А кто посмел бы ему запретить? С некоторых пор Геро была предоставлена свобода следовать собственным побуждениям и порывам. Его статус полновластного, признанного фаворита давно не требовал доказательств. Ему запрещалось покидать замок, но со всем прочим он был волен поступать как пожелает. Любой другой оценил бы дарованные ему вольности по достоинству, но только не Геро. Он не находил особой радости в том, что приобрел некоторую власть над лакеями и кухаркой, над портным, поваром и казначеем. Он мог отдавать приказы, как хозяин, но не пользовался дарованными полномочиями, находя их тяжеловесными и бессмысленными. Он вспоминал их только в качестве благотворителя. С тех пор, как ему позволили обращаться к казначею, Геро не упускал случая раздать пригоршню серебра бредущим на заработки вилланам. В ближайшей деревне он мог скупить у пожилой вдовы весь ее садовый урожай, а у старого горшечника – его кособокие посудины по цене греческих амфор. Он не раз посылал Любена с пожертвованиями в маленькую церквушку, где служил старенький хромой кюре, а во время своих поездок в Париж тайком наведывался в детский приют, чудом уцелевший после смерти отца Мартина. Одни усматривали в этих его чудачествах едва ли не доказательства безумия, другие – тонкую игру, а третьи – попытку искупить грех. Сама герцогиня побывала в каждом из этих течений и остановилась на четвертом – потребности. Геро испытывает определенную потребность. Он страдает от переизбытка несовершенств этого мира и вот таким наивным способом пытается этот мир лечить. Он преисполнен сострадания, как горное озеро переполнено водой после весенней оттепели. Это сострадание выплескивается, опасно размывая берега, угрожая погубить, разорвать на куски то сердце, которое служит ему вместилищем. Геро не способен существовать иначе, не одаривая этим состраданием. Это его дыхание, его кровь. Если он прекратит свое дарение, то прекратит дышать. Жизнь прекратит свое движение, свой вращательный цикл, и тогда он умрет. Он умрет и по другой причине. Его погубит неблагодарность мира.

* * *

Волнение усиливается. Я уже готов молиться, чтобы герцогиня вернулась как можно быстрее. Я не молю судьбу о пощаде, ибо знаю, что недостоин. Я прошу ее о пособничестве, об укрывательстве, пусть послужит молчаливым, равнодушным союзником, который если не протянет руку, то хотя бы не выдаст. Пусть отвернется и позволит мне влачить существование дальше, не потревожив своим свидетельством тех, кто мне дорог.

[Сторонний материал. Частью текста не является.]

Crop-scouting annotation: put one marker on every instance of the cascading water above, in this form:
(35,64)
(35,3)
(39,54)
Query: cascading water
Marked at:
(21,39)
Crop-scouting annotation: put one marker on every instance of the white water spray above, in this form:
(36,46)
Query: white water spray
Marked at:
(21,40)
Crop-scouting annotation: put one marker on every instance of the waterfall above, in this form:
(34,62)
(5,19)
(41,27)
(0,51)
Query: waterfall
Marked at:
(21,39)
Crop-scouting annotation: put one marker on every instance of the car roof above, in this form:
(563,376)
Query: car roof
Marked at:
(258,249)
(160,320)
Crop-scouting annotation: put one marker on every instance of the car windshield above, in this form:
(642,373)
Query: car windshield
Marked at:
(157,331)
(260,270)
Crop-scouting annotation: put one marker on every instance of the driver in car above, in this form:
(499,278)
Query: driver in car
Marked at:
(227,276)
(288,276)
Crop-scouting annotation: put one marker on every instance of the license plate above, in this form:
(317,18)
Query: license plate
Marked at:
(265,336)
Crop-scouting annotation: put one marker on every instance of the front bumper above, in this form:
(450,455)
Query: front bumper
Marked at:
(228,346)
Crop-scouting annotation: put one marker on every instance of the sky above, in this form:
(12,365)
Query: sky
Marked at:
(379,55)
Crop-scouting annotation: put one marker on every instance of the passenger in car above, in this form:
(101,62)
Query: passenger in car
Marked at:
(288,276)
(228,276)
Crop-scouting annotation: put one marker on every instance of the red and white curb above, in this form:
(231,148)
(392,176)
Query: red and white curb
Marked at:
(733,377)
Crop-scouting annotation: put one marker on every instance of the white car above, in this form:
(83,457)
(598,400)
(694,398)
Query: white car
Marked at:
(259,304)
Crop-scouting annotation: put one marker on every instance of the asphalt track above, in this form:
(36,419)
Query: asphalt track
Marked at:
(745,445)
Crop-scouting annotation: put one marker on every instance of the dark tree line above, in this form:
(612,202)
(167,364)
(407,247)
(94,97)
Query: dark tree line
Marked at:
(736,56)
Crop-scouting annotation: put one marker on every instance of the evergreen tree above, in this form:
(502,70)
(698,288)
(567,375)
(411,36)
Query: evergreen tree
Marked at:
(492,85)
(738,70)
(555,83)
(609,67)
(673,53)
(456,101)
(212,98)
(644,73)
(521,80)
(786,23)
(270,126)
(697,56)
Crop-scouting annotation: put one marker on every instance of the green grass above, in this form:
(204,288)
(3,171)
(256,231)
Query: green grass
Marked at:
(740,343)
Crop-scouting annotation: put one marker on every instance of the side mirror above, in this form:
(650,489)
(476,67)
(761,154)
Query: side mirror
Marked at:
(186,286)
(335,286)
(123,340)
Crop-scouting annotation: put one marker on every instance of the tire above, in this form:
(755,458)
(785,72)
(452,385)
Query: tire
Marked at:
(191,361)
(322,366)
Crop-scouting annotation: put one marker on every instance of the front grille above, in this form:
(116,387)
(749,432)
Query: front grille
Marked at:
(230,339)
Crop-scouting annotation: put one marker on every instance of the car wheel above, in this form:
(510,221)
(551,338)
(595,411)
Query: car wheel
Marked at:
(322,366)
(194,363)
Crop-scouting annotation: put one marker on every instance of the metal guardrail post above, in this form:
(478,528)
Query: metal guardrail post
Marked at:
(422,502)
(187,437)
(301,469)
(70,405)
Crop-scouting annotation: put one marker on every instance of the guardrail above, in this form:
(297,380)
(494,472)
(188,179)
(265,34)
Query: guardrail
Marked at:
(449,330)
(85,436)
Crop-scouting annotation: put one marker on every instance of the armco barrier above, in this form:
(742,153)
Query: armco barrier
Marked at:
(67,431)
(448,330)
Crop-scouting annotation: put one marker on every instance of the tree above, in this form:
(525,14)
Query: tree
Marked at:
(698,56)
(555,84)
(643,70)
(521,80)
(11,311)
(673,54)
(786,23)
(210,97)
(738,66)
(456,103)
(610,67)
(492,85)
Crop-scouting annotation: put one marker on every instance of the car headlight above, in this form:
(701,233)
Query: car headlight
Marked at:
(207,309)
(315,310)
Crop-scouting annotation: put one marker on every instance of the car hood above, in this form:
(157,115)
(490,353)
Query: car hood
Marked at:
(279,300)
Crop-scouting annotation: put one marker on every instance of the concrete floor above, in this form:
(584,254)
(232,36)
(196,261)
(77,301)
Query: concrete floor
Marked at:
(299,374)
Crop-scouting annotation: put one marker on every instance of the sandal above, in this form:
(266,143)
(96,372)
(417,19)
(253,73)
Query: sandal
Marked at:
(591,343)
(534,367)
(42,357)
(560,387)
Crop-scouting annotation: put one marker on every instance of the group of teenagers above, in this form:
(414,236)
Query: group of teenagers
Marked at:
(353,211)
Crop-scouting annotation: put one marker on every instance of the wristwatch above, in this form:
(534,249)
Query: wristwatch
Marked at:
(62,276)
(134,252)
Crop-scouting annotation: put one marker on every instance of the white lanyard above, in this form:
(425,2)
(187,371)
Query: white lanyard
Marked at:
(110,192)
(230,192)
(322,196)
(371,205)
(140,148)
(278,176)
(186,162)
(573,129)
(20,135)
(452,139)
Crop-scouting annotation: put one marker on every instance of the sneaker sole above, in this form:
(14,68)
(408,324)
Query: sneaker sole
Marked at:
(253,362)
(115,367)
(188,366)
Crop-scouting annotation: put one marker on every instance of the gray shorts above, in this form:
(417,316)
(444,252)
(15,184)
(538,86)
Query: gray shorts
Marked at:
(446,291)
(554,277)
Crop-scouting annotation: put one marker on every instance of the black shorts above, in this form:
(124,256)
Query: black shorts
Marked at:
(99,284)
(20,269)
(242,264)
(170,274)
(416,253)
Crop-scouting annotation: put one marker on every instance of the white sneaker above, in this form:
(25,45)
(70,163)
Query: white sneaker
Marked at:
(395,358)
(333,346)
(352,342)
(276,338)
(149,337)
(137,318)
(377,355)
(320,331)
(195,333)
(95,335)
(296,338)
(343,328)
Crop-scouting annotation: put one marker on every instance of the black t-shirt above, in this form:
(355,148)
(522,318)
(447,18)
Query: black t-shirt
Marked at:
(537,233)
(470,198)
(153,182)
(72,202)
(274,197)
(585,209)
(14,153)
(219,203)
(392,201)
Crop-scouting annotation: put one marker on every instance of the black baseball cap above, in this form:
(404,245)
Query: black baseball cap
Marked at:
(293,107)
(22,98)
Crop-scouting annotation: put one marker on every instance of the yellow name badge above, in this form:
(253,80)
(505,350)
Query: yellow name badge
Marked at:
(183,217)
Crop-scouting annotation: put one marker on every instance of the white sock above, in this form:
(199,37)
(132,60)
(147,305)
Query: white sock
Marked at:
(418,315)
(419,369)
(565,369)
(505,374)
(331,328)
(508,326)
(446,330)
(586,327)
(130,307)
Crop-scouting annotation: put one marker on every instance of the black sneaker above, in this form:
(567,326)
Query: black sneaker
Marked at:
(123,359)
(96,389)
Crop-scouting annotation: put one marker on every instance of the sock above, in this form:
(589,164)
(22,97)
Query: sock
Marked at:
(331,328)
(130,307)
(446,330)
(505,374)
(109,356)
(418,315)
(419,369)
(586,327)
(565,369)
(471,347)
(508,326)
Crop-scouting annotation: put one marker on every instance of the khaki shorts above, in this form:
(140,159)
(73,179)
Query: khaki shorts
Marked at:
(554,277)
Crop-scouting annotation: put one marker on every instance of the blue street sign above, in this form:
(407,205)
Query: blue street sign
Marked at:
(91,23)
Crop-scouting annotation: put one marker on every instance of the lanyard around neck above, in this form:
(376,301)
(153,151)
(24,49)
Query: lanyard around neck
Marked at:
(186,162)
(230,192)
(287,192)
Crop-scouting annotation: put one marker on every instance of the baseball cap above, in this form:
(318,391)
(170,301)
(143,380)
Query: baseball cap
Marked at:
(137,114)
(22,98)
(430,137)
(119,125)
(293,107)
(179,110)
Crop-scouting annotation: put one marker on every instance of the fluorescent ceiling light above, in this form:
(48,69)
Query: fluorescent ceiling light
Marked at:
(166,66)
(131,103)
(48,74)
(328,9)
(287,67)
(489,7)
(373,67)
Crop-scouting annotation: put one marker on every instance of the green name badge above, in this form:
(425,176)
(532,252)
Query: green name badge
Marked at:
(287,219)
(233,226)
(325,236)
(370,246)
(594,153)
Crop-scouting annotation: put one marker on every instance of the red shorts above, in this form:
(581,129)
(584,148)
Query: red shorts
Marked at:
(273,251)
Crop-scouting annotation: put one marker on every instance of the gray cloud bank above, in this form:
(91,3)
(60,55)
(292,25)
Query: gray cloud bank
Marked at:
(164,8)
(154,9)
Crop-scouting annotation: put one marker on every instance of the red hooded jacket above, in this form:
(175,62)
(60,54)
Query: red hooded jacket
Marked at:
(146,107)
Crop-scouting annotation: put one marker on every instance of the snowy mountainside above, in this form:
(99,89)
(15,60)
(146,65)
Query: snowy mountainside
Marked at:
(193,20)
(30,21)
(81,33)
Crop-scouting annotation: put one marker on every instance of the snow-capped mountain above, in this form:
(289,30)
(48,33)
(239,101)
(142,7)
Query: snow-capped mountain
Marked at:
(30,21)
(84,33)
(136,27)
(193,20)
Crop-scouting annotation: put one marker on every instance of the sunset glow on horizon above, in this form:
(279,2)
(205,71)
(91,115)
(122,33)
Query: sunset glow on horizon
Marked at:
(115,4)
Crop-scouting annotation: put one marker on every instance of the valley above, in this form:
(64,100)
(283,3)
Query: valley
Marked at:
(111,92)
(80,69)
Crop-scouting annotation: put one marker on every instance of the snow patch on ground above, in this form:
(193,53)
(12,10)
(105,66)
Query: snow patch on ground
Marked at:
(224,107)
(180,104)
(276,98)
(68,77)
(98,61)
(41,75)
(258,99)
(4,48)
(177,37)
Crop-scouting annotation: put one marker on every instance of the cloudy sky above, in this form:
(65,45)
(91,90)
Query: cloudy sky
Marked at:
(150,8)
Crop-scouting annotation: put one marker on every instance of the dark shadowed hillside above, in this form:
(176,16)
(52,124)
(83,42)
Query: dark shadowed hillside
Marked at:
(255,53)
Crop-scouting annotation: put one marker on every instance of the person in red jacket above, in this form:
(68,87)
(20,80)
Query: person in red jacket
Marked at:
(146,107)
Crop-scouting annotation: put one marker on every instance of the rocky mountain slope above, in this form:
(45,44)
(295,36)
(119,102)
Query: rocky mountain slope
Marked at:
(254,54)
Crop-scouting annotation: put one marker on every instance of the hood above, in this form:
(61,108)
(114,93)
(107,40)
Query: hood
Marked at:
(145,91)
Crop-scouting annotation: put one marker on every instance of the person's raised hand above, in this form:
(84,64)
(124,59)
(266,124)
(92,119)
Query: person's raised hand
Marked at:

Неизвестность сводит меня с ума. Я позволил воображению разыграться. А тут еще лихорадка. Легкий жар и слабость. Похоже на то, что я злоупотребил попустительством Любена и провел в парке гораздо больше времени, чем было дозволено. Во время своих мечтательных, познавательных прогулок я замерзал так, что не чувствовал пальцев на ногах, но из мальчишеского упрямства не желал признаваться в телесной слабости. Плоть заслуживает аскезы за свою изнеженность. А я, вопреки собственной воле, стал привыкать к тонким винам и шелковым простыням. Даже услуги Любена перестали быть в новинку. Я стал господином и научился отдавать приказы. Еще немного, и я услышу голос тщеславия, распробую власть на вкус и раскаюсь в долговременной слепоте. Поэтому я стоически мерз, молился в холодной часовне и вместо оленьего бока довольствовался запеченным окунем. Даже первые признаки недуга не обеспокоили меня, скорее обрадовали.

На третий день головная боль, затем легкий озноб. Я определенно болен. Лихорадка усиливается. Мне пока удается скрывать ее от Любена, но опытный взгляд Жюльмет уже подмечает нездоровый румянец. Она пристально смотрит мне в глаза, но я делаю вид, что не замечаю ее. Это всего лишь простуда и скоро пройдет.